Unfortunately, my wife passed away a couple of weeks ago. When I set up both her TFSA and my TFSA account on an online brokerage account, I did not name her or me as the successor or beneficiary to each other’s account. Our wills made each other the executor and beneficiary of 100% of everything. I do not know how I missed this as I always have listed a beneficiary.
I would like to ask is her TFSA now going to be listed with the estate and subject to paying probate taxes? Are probate taxes based on the entire amount or the gains after her death. Shame on me—I wanted to keep her TFSA going for the kids, but I guess this will not take place.
So, my question is what happens to her TFSA and how much are probate taxes—her TFSA account is at $38,000.
Sad part is all of our other RRSPs and TFSA accounts with another firm have us listed as beneficiaries or successors to each other’s accounts.
I would really appreciate your feedback on this as I have overlooked this, and I would have thought the online brokerage firm would have flagged this.
—Scott
My condolences for your loss, Scott. I think I can give you some direction.
A tax-free savings account (TFSA) can have a named beneficiary or a successor holder. A successor holder is unique to a TFSA account. Only a spouse can be named as a successor holder. A successor holder spouse literally takes over the TFSA account of their deceased spouse. The account does not need to remain separate from their own TFSA and can be consolidated though.
A beneficiary designation works a bit differently. A non-spouse can only be named as a beneficiary, not as a successor holder. A spouse can also be named as a beneficiary and when TFSAs were first introduced, many institutions only offered a beneficiary designation. So, many early adopters of TFSAs may find their spouse is named as beneficiary, not successor holder, if they have not updated it. Quebec residents cannot name a successor holder or beneficiary.
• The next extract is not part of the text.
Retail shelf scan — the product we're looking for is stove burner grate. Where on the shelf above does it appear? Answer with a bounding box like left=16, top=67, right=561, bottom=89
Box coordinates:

A key difference with naming a spouse as successor holder instead of beneficiary is that income and growth from a TFSA after death is taxable to the beneficiary. Not so with a successor holder.
Given your wife’s account, Scott, had no designation at all, it will be payable to her estate by default. But fear not—there is a solution.
As executor of her estate and sole beneficiary, you can have the account transferred from her TFSA to your own without impacting your TFSA room. You may not be a successor holder or beneficiary of the account, but you are a beneficiary of her estate. The caveat is the transfer must be done by December 31, 2023 (the end of the year after her death). This should be plenty of time to settle her estate and distribute her assets.
Now, onto the estate distribution and your question about probate taxes. Probate or estate administration tax is payable on the value of an estate’s assets at the time of death. It is important to distinguish estate assets from other assets of the deceased.
A beneficiary for a TFSA, registered retirement savings plan (RRSP) or life insurance policy receives their distribution without the assets passing through the estate. Typically, only a death certificate is required. Jointly held assets or certain assets like private company shares may also be able to avoid probate.
Probate or estate administration tax is payable on the value of the assets, including TFSAs, that are passing through an estate and distributed based upon the terms of a will. So, if an asset is not held jointly or does not have a beneficiary or successor holder, it will generally be subject to probate.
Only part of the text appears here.